Exposição cenográfica em tempo real, manipulação dos piores instintos humanos e mentira programada transformada em mercadoria. Tem preço. Cenas reais marcadas preferencialmente pela violência são transformadas em objetos virtuais, comercializáveis. A realidade sensível se tornou escrava de uma virtualidade neutra. A verdade foi escravizada pela mentira.

Qual foi o resultado das inversões?

A condição humana, física, concreta foi desfigurada pelos meios digitais, virou linguagem virtual, objeto com valor de mercado capaz de remunerar seus produtores.

O que está acontecendo com a humanidade?

Em 1964 a sociedade civil brasileira apoiou o golpe militar. Vinte anos depois começou a tomar consciência dos fatos: censura, desaparecimentos e violações dos direitos humanos. Ocorreram mudanças de posição e cresceu o número das pessoas que queriam mudanças: a eleição de uma Assembleia Constituinte e a redemocratização do País. A semente, a luta pelos direitos humanos, tinha frutificado.

Em 1988 foi aprovada a Constituição cidadã.

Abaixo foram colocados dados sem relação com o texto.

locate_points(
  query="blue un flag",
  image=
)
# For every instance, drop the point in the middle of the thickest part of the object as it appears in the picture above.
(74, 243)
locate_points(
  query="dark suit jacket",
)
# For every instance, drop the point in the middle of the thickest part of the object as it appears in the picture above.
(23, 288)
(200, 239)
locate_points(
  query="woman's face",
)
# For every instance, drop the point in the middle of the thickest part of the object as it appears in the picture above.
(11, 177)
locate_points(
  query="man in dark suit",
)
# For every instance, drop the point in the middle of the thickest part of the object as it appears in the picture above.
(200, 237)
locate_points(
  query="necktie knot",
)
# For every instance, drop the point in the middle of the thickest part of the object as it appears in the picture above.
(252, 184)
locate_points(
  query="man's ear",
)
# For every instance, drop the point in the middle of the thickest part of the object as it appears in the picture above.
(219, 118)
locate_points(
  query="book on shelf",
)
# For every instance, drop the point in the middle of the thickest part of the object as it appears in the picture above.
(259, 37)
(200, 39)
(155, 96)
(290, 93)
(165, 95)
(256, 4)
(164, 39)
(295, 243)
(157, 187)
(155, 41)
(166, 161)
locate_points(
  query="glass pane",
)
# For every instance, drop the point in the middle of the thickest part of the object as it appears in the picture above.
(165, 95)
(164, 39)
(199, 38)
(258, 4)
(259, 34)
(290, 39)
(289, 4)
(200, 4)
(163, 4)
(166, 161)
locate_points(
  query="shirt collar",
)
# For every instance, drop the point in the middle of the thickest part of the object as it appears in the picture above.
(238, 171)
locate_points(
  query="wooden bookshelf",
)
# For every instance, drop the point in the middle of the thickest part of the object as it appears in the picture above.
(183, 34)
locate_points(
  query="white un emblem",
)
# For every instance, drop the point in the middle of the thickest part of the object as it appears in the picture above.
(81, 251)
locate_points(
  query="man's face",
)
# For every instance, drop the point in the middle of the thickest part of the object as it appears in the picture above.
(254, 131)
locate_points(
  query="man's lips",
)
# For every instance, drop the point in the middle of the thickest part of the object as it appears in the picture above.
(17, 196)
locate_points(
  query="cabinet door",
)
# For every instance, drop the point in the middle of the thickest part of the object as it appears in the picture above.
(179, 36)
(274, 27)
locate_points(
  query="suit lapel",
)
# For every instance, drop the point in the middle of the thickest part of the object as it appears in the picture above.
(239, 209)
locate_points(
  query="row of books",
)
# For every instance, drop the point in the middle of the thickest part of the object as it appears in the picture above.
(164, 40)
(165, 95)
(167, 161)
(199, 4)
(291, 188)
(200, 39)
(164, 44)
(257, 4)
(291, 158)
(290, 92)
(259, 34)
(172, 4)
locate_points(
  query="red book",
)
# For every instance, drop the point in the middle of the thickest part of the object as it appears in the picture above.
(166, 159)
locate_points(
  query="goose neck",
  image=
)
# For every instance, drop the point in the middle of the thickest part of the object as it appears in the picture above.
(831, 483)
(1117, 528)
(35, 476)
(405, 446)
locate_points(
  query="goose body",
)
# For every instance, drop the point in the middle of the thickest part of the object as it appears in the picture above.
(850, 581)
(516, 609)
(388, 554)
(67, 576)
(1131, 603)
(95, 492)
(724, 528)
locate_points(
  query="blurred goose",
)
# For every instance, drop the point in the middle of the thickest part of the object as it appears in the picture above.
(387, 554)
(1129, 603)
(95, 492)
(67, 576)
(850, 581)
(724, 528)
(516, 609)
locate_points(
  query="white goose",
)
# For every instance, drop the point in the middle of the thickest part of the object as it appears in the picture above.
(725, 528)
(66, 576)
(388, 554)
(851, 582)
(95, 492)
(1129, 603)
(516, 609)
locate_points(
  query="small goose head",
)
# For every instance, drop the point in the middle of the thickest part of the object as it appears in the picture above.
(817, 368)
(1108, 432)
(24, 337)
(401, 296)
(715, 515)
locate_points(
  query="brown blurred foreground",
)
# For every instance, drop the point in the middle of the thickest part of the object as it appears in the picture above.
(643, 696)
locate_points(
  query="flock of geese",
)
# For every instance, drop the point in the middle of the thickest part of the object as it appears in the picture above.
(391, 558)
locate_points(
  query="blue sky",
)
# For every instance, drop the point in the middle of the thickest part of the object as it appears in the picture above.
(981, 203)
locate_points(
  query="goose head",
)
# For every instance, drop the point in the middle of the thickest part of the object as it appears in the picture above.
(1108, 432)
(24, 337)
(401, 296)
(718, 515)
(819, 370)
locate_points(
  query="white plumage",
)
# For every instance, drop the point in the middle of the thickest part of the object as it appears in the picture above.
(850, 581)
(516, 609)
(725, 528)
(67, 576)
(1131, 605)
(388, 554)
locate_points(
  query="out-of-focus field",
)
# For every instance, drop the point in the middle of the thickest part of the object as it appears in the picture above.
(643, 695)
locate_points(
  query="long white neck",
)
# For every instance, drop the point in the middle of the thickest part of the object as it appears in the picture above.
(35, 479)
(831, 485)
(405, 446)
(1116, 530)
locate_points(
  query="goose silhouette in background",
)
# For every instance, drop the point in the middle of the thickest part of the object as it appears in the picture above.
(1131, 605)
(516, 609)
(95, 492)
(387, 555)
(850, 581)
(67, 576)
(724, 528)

Passados 34 anos, a pergunta é a mesma imortalizada por Carlos Drummond de Andrade: “E agora, José? A festa acabou, a luz apagou, o povo sumiu (…) E agora, José (…)”

O que mudou de lá para cá?

Vivemos em um momento em que o preço das coisas está em alta e o valor da vida, em baixa?

É isto?

O que aconteceu?

O Brasil ficou mais rico. A população com renda de 2 a 5 salários-mínimos aumentou. Passamos a produzir petróleo em grande quantidade, nos tornamos o segundo maior produtor de soja do mundo (em 2019 a safra foi de 114,8 milhões de toneladas), sem falar em outros ramos do agronegócio onde também ocorreram avanços significativos.

O título Honoris Causa

Diante de tantas mudanças, a concessão do título de Honoris Causa para Paulo Sérgio Pinheiro é de grande importância. A outorga do título institui valor, para quem tem valor: o ser humano lutador pela vida de outros seres humanos, iguaizinhos a ele.

Para comprovar a hipótese elaborada neste artigo, anexei dois gráficos: o Índice de Desenvolvimento Humano no Brasil (IDH) e a insegurança alimentar no Brasil, a fome em números.

Atualmente os gráficos, as tabelas e os números constituem uma voz com escuta. Como utilizei palavras e não memes e imagens, produzi uma voz sem escuta. Para dar vida para a minha hipótese apresento gráficos, tabelas e números. Linguagem em alta. Eles explicam a mesma história contada por uma antiga habitante do planeta Terra.

Apreciem o sabor:

Tendência da segurança alimentar e dos níveis de insegurança alimentar (IA) no Brasil (2004-2022)

Parabéns, Paulo Sérgio Pinheiro, pelo título merecido de Doutor Honoris Causa.